Key process requirements included water for compressor washing, Jet A1 kerosene for ground engine testing and aircraft consumption, and diesel for washing equipment. Preventive maintenance materials, such as oil, fuel, and air filters, were also considered.

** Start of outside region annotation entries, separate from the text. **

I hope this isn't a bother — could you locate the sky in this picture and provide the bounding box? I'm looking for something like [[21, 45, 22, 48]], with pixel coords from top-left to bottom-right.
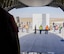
[[9, 6, 64, 18]]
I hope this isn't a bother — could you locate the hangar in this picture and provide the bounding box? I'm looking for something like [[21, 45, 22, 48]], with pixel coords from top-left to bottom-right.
[[0, 0, 64, 11]]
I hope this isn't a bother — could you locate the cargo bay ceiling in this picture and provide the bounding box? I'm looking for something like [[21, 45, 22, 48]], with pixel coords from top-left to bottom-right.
[[0, 0, 64, 11]]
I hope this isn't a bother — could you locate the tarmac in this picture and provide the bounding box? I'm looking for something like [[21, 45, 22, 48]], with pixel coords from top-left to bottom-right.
[[18, 30, 64, 54]]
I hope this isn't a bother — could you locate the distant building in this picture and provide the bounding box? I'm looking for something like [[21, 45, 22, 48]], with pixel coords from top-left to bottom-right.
[[32, 14, 50, 29]]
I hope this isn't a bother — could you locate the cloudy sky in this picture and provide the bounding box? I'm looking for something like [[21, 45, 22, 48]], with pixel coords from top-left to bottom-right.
[[9, 6, 64, 18]]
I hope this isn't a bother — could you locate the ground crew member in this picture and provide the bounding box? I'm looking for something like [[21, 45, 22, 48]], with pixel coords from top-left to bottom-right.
[[45, 25, 49, 34], [39, 25, 43, 34]]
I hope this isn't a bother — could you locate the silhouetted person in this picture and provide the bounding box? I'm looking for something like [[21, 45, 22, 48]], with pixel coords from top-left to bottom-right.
[[34, 25, 36, 34], [0, 7, 20, 54], [45, 25, 49, 34], [39, 25, 43, 34]]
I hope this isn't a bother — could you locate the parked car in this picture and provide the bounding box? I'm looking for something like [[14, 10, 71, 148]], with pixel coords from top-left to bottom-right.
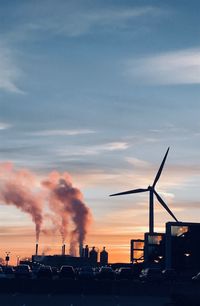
[[15, 264, 31, 278], [51, 267, 58, 279], [78, 267, 94, 280], [59, 266, 75, 279], [162, 269, 177, 281], [0, 267, 6, 279], [3, 267, 15, 279], [37, 266, 52, 279], [192, 272, 200, 283], [115, 267, 133, 280], [139, 268, 163, 281], [96, 267, 115, 280]]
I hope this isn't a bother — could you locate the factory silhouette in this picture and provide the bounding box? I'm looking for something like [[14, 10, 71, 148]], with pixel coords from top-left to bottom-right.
[[0, 148, 200, 305]]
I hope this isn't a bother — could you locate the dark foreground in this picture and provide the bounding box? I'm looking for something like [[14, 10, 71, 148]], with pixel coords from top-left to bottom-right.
[[0, 279, 200, 306], [0, 294, 169, 306]]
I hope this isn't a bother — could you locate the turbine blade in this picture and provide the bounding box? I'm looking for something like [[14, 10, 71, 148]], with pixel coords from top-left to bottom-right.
[[153, 190, 178, 222], [110, 188, 149, 197], [153, 148, 169, 188]]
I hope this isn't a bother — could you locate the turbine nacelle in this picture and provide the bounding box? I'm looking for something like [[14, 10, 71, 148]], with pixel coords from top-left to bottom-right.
[[110, 148, 178, 233]]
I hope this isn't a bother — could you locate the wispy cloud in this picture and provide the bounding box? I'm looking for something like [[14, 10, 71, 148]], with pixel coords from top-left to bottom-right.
[[125, 157, 151, 169], [32, 129, 96, 136], [126, 49, 200, 85], [57, 142, 129, 156], [0, 122, 12, 131], [0, 46, 24, 94], [4, 0, 164, 39]]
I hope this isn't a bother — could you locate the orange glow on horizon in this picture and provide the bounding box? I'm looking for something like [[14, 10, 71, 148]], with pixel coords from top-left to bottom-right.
[[0, 227, 143, 265]]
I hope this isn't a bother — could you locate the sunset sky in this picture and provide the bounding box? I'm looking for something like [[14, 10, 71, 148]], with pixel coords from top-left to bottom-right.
[[0, 0, 200, 261]]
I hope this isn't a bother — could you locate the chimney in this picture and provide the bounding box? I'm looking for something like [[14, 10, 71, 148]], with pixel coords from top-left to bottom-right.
[[84, 245, 89, 258], [79, 243, 84, 257], [62, 244, 65, 256], [35, 243, 38, 256]]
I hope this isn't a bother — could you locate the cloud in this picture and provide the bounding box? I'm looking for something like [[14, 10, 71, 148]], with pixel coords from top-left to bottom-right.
[[0, 46, 24, 94], [32, 129, 96, 136], [56, 142, 129, 157], [0, 122, 11, 131], [126, 49, 200, 85], [5, 0, 165, 39], [125, 157, 151, 169]]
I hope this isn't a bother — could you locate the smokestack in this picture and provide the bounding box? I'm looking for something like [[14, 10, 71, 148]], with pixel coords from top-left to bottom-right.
[[62, 244, 65, 256], [84, 245, 89, 258], [35, 243, 38, 256], [79, 243, 83, 257]]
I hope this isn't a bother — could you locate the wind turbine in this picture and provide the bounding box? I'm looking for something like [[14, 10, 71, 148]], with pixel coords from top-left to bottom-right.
[[110, 148, 178, 234]]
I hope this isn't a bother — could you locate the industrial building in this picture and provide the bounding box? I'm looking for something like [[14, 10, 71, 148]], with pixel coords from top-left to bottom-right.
[[130, 222, 200, 271], [32, 244, 108, 268]]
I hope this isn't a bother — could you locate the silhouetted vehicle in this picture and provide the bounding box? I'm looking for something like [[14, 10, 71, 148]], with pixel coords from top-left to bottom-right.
[[78, 267, 94, 280], [139, 268, 163, 282], [15, 265, 31, 278], [3, 267, 15, 279], [162, 269, 177, 281], [96, 267, 115, 280], [116, 267, 133, 280], [0, 267, 6, 279], [51, 267, 58, 279], [192, 272, 200, 283], [37, 266, 52, 279], [59, 266, 75, 279]]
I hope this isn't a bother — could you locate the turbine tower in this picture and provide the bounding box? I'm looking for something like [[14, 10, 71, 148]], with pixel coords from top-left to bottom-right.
[[110, 148, 178, 234]]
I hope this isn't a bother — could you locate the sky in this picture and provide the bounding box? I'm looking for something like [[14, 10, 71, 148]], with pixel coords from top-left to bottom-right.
[[0, 0, 200, 261]]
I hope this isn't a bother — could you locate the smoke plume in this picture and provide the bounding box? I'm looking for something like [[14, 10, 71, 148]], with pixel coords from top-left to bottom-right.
[[0, 163, 43, 241], [43, 172, 91, 255], [0, 163, 91, 251]]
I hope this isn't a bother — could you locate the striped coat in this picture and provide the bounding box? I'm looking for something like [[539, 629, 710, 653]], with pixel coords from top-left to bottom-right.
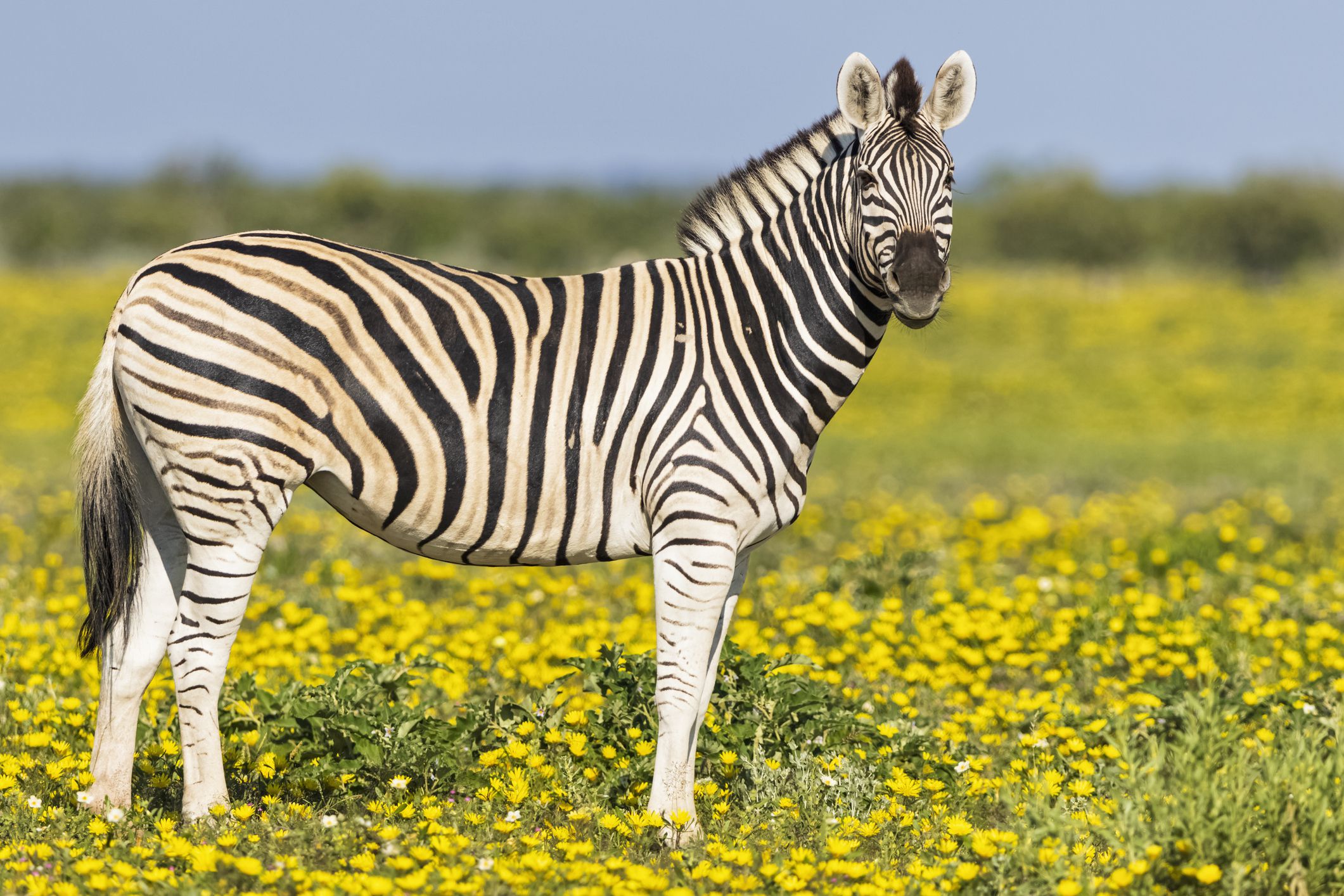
[[80, 54, 975, 830]]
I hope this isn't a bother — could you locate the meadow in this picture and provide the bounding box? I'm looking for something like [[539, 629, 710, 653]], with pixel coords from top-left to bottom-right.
[[0, 269, 1344, 896]]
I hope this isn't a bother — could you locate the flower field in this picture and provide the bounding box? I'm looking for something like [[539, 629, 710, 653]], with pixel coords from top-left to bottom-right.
[[0, 271, 1344, 895]]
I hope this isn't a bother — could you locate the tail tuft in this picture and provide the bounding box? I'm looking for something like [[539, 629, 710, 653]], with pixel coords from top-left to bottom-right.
[[75, 332, 145, 657]]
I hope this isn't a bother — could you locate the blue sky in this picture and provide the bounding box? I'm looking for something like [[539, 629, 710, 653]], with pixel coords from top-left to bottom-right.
[[0, 0, 1344, 186]]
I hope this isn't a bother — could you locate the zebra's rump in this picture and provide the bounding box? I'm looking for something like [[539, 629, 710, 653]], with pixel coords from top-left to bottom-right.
[[113, 233, 677, 563]]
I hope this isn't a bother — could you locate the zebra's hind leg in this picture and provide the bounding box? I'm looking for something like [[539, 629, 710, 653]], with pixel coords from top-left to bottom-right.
[[649, 523, 745, 845], [87, 446, 187, 811], [168, 532, 270, 821]]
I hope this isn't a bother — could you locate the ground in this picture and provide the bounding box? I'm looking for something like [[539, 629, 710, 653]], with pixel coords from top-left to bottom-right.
[[0, 271, 1344, 893]]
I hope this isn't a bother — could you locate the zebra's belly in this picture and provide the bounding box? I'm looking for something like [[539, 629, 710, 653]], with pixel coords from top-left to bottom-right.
[[307, 471, 649, 565]]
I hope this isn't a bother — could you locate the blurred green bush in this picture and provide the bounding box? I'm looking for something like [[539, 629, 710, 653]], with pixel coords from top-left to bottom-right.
[[0, 161, 1344, 278]]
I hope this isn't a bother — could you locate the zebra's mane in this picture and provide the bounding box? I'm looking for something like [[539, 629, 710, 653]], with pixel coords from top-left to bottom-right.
[[676, 113, 855, 255]]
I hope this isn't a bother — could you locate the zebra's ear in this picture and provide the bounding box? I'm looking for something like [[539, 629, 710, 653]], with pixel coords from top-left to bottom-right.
[[836, 53, 881, 131], [923, 49, 976, 131]]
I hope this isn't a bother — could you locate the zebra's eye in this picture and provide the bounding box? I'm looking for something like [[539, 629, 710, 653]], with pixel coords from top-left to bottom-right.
[[855, 165, 878, 193]]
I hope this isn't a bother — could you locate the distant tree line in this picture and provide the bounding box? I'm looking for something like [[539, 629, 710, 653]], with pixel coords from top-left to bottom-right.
[[0, 163, 1344, 277]]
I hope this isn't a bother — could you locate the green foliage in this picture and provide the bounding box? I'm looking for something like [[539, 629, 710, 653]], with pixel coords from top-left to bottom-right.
[[570, 642, 892, 764], [221, 657, 470, 793], [0, 161, 1344, 278]]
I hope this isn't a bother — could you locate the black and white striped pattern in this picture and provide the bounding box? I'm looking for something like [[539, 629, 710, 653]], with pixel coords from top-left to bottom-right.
[[80, 51, 973, 833]]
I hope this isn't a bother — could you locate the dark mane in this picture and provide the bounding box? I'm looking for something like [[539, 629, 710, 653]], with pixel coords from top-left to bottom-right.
[[885, 56, 923, 131], [676, 113, 855, 255]]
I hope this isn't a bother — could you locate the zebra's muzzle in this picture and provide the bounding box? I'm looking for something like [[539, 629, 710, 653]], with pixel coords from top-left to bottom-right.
[[883, 231, 952, 329]]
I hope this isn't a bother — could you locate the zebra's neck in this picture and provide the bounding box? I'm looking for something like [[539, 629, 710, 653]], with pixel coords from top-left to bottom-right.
[[681, 124, 891, 447]]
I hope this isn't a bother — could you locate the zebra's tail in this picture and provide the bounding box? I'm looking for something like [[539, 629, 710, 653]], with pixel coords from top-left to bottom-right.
[[75, 309, 145, 657]]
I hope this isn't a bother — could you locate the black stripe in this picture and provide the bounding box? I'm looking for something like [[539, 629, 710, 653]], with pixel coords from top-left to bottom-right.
[[141, 262, 419, 528]]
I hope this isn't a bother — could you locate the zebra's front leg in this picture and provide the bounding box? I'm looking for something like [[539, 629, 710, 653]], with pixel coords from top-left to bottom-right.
[[649, 523, 745, 845]]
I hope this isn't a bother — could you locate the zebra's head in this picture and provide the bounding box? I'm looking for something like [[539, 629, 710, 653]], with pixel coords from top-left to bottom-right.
[[836, 49, 976, 328]]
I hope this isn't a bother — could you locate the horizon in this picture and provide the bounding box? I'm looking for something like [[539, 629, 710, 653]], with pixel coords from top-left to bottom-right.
[[0, 0, 1344, 189]]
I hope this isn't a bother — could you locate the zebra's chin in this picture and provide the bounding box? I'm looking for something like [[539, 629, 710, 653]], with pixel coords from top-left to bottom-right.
[[891, 301, 942, 329]]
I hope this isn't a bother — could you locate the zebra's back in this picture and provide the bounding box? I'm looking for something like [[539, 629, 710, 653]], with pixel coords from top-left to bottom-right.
[[113, 233, 693, 564]]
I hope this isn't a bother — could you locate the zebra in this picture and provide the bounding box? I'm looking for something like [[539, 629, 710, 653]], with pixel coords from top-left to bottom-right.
[[77, 51, 976, 842]]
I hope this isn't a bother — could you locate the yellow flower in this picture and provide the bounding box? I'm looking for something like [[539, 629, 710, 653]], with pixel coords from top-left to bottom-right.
[[234, 855, 262, 877]]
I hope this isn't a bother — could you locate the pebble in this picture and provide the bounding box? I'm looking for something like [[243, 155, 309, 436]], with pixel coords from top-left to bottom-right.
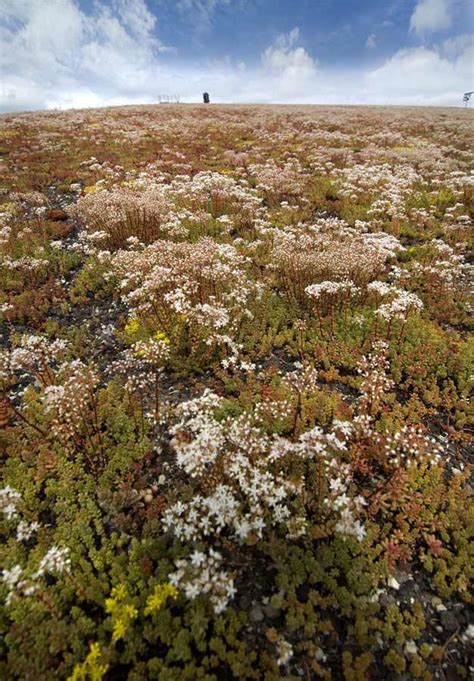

Machine B's water treatment station uses three particle removal filters and one demineralization filter, replaced every 4 months. During the replacement of the filters, physicochemical analyses were conducted, and a Waste Movement Certificate of Environmental Interest (CADRI) was issued by the Environmental Company of the State of São Paulo (CETESB).

The CADRI, a mandatory document within the jurisdiction of São Paulo State in Brazil, authorizes the transport and environmentally appropriate destination of hazardous waste. CETESB is the governmental agency responsible for environmental monitoring, licensing, and enforcement in São Paulo, ensuring compliance with sustainable waste management practices.

Analysis identified paper, plastic, water, sodium chloride, nickel, soot, dust, and chlorine. Soot, a major pollutant, results from poorly controlled combustion. The company maintains detailed maintenance records for aircraft and ground equipment.

Archived data from Machines A and B include maintenance program details and physicochemical analyses of oil, air, and fuel filters. Oil filters contain steel, plastic, and paper, with identified substances including aluminum and SAE 15 W-40 oil. Air filters consist of plastic, rubber, and paper, with soot as a key component. Fuel filters contain plastic, rubber, and paper, with identified substances including water, diesel, and sulfur.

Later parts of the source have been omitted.